Derive logistic regression from MLE

Asked in: ML breadth and math-screen rounds.

The L4 candidate states the logistic regression formula. The L6 candidate derives it from first principles and connects it to cross-entropy.

The setup

Binary classification: y in {0, 1}. We model P(y=1 | x) = sigma(w^T x) where sigma(z) = 1 / (1 + exp(-z)) is the sigmoid.

The derivation

For a single example (x, y), the likelihood under our model:

P(y | x; w) = sigma(w^T x)^y * (1 - sigma(w^T x))^(1-y)

Equivalent to a Bernoulli likelihood with parameter sigma(w^T x).

For N i.i.d. examples, the joint likelihood is the product:

L(w) = prod_i P(y_i | x_i; w)

The log-likelihood:

log L(w) = sum_i [ y_i * log sigma(w^T x_i) + (1 - y_i) * log (1 - sigma(w^T x_i)) ]

MLE picks w to maximize this, equivalently minimizes the negative log-likelihood:

NLL(w) = -sum_i [ y_i * log sigma(w^T x_i) + (1 - y_i) * log (1 - sigma(w^T x_i)) ]

This is exactly binary cross-entropy between y_i (the true label) and sigma(w^T x_i) (the predicted probability).

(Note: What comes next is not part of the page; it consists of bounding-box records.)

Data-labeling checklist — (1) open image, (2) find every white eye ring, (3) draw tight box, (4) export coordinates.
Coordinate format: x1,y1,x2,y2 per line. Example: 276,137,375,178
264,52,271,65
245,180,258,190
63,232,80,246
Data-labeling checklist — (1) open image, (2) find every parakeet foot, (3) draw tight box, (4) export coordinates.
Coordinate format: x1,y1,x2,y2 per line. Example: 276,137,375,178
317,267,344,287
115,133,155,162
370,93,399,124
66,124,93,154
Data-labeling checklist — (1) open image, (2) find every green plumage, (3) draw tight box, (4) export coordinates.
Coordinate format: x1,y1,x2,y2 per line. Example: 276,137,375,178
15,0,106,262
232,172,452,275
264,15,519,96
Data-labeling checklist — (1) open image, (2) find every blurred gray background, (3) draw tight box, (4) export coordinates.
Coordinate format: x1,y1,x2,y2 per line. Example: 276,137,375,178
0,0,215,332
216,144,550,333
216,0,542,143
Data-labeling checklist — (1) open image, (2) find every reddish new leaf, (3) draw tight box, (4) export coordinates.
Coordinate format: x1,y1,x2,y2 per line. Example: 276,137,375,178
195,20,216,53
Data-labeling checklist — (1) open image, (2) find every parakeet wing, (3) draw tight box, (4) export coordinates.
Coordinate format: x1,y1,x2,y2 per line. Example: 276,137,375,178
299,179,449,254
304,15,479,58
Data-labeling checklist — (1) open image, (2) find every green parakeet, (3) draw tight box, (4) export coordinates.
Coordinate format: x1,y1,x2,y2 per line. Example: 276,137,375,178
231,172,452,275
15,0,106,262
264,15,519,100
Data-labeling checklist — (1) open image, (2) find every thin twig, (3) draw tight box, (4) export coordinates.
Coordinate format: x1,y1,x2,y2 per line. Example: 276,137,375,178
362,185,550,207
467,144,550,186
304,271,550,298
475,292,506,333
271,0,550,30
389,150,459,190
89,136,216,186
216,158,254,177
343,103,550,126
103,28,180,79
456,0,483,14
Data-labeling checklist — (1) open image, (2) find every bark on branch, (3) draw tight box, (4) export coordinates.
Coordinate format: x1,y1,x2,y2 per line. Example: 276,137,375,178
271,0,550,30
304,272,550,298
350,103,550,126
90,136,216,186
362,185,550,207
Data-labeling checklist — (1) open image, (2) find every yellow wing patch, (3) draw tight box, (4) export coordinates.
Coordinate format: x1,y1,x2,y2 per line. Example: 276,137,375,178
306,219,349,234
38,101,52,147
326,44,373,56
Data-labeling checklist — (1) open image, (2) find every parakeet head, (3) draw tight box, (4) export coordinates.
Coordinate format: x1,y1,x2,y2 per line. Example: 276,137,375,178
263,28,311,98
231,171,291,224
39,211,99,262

Logistic regression’s standard loss is the MLE under a Bernoulli noise model.

The gradient

d NLL / d w = sum_i (sigma(w^T x_i) - y_i) * x_i

Notice: the gradient is (predicted - true) * input. Same form as linear regression’s gradient under MSE, except the prediction is now passed through a sigmoid. This is not a coincidence; both are MLE under different exponential-family noise models (Bernoulli for logistic, Gaussian for linear).

The L6 connections

“…two things worth noting:

The sigmoid + binary cross-entropy gradient simplifies to (p - y). The same simplification holds for softmax + categorical cross-entropy. This isn’t algebraic coincidence; it’s a property of generalized linear models under the canonical link function. The numerical stability and ease of implementation come from this simplification.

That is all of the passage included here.